A beta distribution has an approximate normal shape if its parameters are large, and so you could use normal approximations to compute beta inequalities. The corresponding normal inequalities can be computed in closed form.
This works surprisingly well. Even when the beta parameters are small and the normal approximation is a bad fit, the corresponding inequality approximation is pretty good.
For more details, see the tech report Fast approximation of beta inequalities.
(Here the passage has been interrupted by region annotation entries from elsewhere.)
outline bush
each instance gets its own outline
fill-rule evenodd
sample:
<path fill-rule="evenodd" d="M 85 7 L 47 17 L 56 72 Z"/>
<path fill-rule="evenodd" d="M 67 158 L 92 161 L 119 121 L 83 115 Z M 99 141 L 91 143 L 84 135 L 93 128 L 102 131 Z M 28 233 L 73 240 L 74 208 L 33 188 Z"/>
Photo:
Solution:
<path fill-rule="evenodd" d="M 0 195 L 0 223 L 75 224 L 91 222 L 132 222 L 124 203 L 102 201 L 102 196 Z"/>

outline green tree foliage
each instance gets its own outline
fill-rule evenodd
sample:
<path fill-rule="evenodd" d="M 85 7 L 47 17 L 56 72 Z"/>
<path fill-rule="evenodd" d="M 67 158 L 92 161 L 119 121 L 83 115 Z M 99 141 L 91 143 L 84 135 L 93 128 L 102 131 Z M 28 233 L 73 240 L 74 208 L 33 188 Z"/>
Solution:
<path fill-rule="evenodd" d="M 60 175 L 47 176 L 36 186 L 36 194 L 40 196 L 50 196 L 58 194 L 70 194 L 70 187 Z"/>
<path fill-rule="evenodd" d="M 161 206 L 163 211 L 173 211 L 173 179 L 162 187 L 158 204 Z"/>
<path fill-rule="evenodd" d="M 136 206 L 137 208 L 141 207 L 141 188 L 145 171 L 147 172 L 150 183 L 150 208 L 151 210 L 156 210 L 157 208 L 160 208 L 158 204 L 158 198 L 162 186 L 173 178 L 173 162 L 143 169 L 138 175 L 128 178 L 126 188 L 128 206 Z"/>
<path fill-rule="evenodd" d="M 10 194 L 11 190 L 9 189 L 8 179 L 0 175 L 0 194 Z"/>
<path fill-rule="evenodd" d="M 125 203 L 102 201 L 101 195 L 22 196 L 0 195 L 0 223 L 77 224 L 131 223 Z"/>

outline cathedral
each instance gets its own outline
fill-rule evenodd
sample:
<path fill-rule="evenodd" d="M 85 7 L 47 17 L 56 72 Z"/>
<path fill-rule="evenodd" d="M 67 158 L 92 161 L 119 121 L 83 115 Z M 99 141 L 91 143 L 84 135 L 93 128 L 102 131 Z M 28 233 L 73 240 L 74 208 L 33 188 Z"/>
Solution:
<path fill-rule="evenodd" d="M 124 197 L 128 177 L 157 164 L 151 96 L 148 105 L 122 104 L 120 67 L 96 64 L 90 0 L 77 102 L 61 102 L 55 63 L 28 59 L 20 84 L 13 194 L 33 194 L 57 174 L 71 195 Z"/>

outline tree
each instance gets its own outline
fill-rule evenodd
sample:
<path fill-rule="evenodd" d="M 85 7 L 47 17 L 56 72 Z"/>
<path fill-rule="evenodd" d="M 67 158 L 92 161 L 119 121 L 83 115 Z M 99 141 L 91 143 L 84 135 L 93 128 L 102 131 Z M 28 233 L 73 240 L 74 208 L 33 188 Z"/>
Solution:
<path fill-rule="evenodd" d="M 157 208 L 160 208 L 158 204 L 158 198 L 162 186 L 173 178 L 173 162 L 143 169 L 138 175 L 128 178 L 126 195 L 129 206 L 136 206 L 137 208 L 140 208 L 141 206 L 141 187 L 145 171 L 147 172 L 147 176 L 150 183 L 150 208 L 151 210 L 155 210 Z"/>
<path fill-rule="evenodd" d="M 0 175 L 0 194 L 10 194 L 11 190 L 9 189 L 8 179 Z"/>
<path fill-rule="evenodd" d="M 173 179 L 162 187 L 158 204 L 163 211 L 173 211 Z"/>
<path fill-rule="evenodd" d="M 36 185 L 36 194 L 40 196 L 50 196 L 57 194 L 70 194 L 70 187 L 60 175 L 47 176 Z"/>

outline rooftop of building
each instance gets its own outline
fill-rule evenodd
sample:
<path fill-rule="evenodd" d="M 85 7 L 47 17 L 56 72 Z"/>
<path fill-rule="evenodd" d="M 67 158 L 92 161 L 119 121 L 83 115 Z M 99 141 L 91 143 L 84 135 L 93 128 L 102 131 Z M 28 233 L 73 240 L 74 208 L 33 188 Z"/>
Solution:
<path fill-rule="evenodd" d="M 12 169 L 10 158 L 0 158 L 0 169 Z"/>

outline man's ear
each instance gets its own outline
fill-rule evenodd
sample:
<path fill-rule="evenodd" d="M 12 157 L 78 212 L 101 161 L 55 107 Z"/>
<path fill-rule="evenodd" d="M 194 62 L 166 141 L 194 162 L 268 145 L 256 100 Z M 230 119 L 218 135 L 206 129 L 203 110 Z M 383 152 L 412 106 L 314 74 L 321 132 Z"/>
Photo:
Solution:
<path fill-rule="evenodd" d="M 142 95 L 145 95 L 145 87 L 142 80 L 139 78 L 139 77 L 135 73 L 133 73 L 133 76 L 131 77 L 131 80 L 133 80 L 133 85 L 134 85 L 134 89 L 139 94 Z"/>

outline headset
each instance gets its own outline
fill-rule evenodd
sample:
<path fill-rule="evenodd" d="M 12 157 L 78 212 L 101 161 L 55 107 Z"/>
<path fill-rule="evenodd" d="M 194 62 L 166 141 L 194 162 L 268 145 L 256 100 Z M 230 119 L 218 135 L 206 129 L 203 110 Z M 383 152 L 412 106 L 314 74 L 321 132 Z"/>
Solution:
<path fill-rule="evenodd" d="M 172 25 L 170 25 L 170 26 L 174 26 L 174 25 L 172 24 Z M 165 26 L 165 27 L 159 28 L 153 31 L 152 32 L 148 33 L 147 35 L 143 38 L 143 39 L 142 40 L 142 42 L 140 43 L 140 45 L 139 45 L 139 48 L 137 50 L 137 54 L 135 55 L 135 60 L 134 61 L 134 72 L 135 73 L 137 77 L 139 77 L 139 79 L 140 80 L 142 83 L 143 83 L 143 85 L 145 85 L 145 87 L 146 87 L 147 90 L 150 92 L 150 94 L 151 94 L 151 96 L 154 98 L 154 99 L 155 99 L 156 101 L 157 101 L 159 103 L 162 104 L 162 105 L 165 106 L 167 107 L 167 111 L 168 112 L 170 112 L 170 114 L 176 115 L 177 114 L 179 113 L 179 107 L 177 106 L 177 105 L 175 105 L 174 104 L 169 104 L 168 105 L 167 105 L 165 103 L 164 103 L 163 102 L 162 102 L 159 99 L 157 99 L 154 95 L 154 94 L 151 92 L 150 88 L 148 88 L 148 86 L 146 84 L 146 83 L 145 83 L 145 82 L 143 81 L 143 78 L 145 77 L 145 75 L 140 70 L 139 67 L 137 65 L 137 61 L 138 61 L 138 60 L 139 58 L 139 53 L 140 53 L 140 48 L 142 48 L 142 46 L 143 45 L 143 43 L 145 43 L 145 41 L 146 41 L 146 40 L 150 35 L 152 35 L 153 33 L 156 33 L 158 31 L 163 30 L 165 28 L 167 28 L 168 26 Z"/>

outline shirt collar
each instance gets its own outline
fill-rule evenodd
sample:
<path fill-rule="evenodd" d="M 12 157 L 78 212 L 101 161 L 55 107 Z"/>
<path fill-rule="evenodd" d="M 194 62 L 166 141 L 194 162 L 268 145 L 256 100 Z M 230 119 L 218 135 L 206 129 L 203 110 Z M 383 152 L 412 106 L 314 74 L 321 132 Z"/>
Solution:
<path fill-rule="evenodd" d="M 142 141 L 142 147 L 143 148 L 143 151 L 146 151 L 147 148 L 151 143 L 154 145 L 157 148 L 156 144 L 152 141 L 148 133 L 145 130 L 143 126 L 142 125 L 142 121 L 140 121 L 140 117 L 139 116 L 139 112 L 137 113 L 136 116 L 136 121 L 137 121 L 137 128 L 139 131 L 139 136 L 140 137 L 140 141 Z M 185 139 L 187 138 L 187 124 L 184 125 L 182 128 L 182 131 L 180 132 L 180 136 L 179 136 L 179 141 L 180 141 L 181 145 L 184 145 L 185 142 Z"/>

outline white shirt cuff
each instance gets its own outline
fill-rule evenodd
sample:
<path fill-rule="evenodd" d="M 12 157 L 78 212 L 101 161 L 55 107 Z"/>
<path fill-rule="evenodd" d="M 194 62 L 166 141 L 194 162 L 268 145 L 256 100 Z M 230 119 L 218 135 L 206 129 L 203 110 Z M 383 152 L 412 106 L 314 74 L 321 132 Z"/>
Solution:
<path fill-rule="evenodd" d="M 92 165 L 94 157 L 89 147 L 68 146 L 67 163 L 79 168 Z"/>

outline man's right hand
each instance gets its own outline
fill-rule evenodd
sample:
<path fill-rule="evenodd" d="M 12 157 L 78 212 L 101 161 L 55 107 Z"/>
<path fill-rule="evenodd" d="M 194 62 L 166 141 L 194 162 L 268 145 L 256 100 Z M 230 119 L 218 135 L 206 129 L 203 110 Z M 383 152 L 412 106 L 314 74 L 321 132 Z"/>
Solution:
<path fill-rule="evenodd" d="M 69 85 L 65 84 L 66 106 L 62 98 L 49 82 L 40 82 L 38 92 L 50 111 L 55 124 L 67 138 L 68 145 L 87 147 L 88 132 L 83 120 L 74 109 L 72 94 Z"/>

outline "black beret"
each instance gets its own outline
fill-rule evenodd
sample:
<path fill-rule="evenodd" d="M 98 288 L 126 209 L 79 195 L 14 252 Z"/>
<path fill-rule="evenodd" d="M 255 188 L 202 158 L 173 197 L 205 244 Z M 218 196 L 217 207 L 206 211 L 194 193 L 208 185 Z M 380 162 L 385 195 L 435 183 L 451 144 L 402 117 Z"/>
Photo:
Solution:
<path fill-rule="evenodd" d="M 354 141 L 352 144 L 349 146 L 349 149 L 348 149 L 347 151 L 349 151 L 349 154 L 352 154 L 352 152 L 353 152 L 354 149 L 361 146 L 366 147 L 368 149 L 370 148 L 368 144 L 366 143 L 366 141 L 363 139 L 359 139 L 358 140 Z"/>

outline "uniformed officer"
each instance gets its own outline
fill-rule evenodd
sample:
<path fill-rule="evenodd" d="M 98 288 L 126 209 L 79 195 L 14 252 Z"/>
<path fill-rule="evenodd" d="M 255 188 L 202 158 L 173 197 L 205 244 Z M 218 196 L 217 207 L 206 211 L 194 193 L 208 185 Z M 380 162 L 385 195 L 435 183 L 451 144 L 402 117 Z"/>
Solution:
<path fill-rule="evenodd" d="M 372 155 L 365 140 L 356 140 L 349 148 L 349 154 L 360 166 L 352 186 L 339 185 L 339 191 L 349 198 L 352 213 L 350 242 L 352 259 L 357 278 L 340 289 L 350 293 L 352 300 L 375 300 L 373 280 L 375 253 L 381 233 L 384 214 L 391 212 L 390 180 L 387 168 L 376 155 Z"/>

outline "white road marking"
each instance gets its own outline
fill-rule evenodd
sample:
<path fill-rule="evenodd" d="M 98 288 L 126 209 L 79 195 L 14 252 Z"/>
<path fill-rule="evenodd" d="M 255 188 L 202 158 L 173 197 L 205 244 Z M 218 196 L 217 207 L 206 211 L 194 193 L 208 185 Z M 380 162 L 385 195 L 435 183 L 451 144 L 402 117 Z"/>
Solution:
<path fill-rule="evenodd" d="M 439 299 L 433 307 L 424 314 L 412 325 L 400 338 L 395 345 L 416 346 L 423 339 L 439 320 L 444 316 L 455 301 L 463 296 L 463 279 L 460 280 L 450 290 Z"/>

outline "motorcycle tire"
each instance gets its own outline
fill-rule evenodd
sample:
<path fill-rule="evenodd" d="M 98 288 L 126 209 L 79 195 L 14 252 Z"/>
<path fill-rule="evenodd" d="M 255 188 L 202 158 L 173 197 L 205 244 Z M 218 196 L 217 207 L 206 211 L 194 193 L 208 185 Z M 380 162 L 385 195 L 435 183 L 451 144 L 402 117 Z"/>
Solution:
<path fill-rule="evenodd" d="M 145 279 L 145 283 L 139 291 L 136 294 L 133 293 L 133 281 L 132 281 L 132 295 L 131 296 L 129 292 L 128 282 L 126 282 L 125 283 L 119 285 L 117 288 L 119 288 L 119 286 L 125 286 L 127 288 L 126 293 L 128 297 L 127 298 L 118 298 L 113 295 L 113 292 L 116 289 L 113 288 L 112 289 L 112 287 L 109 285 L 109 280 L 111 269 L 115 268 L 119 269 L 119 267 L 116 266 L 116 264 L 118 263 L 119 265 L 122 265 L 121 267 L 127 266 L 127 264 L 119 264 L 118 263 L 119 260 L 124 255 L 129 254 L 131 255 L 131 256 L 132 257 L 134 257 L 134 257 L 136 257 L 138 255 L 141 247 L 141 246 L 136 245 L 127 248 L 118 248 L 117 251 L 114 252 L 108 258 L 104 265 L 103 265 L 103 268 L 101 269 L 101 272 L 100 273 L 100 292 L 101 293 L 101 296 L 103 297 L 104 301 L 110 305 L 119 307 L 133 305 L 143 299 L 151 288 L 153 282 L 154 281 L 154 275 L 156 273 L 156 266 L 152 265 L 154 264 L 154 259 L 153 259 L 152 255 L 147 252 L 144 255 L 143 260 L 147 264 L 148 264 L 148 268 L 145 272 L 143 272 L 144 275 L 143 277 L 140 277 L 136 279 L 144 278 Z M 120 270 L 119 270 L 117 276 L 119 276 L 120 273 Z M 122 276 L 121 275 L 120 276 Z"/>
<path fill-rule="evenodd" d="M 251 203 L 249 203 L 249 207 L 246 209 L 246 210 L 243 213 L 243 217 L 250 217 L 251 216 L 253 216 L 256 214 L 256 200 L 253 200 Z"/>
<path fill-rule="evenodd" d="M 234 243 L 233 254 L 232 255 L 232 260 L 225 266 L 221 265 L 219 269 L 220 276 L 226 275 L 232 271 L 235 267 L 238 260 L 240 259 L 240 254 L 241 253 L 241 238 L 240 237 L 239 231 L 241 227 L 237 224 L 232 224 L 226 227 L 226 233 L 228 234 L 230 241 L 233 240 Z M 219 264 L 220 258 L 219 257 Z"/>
Related post: Beta inequalities in R
I noticed in the paper the comment
> Perhaps one day Bayesian trials will be designed on Bayesian principles, but for now this is rarely done.
Are there any exemplar trials of Bayesian design, or texts on Bayesian clinical trials?
gwern: You can go to Amazon and search on “bayesian clinical trials” and find a few books.
But all Bayesian clinical trials that I know of are designed according to their frequentist operating characteristics. Maybe they’re designed on Bayesian principles, but then they’re obligated to demonstrate good frequentist characteristics too. And typically the Bayesian parameters are tweaked to achieve desirable frequentist characteristics.
Oh, I see what you mean. So how do these tweaks or design choices make the Bayesian trials in practice worse than they could be? Are the differences minor and cosmetic?
I don’t think the Bayesian trials are necessarily much worse off (by Bayesian criteria) for having to satisfy frequentist criteria, but it’s a lot of work to make this happen.
There’s also a temptation to think of trial parameters as arbitrary knobs to turn in a design. The prior, for example, can lose its meaning as a representation of prior belief and become just another tuning device. “So if I change my prior belief (!) to this, I get better operating characteristics.” This is neither Subjective Bayes nor Objective Bayes. More like Machiavellian Bayes. :) Once the design parameters lose their Bayesian interpretation, they also lose their Bayesian justification.